By: Cathy Cruz

Monsanto Philippines recently held a showing of the animated version of the only Filipino children’s book on biotech corn titled Lina’s Town Rises Again at the Department of Education (DepEd) Library Hub located near Davao City Hall.

Division Librarion II and Dep Ed Hub Coordinator Rosalie Antipuesto said the animation had a very good impact on the attending kids because they were getting good information while being entertained. “You can also see that they are starting to get interested in agriculture because of their engagement and the questions they ask.”

Lina’s Town Rises Again was written for elementary school children to develop a basic understanding of the impact of biotech corn in social, economic and environmental terms. It touches on the themes of sustainability, collaboration and safety by narrating the true and inspiring story of how biotech seeds positively transformed a woman farmer’s life, and enabled her farming community to recover economically in the aftermath of a devastating typhoon.

The inspiration of the said story was Consolacion Reyes, a lady farmer whose life turned upside down when Typhoon Pablo not only destroyed her house and crops but also her entire community. She and her neighbors were forced to take shelter at an evacuation center when the entire municipality of Lambayong went under water. Upon returning to the village, they saw that the super typhoon had destroyed everything.

Seeing her difficulty, a good samaritan lent her money which she used to buy biotech corn. Her harvest was abundant; so after some time, she was able to get back on her feet. A few harvests later and she started to earn consistently higher income. Now, she is among the more prosperous farmers in her town.

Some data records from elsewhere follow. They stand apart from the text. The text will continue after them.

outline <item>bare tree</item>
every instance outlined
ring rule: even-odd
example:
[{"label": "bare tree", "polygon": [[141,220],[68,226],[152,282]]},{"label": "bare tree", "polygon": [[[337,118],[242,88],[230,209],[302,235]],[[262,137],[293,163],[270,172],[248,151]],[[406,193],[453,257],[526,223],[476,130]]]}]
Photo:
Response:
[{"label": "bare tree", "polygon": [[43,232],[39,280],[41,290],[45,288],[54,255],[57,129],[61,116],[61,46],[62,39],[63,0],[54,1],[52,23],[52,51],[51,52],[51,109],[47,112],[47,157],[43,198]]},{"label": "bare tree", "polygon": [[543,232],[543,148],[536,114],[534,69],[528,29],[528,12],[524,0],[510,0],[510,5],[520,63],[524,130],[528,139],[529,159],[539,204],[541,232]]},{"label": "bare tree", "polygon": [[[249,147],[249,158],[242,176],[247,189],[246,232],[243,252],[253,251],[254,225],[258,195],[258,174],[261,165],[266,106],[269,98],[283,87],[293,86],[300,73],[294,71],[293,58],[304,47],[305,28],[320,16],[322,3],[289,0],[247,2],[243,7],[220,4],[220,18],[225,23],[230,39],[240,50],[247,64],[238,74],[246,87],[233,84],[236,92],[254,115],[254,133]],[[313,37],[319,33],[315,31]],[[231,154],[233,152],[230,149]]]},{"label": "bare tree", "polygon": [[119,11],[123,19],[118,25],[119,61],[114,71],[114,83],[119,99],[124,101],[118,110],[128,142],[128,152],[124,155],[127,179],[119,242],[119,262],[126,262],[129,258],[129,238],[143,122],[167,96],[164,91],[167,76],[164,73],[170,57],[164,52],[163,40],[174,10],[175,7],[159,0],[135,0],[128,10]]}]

The story is authored by Chat Ocampo, Corporate Engagement Lead – Philippines, who has previously authored two children’s books. The book was written in an informative writing style to keep the interest of young readers while conveying some highly technical information on seeds and deliver messages of sustainability and safety.

By writing this book, Ocampo feels she is able to do her share in “keeping the younger generations interested in matters related to agriculture while reaching out to equally important societal audiences such as young parents and teachers.”

Meanwhile, Antipuesto said “I hope Monsanto is able to do more of these activities which not only encourages interest in agriculture but also love for science. It is also good to see students and teachers getting clear and straightforward answers on some information that they receive about biotech crops.”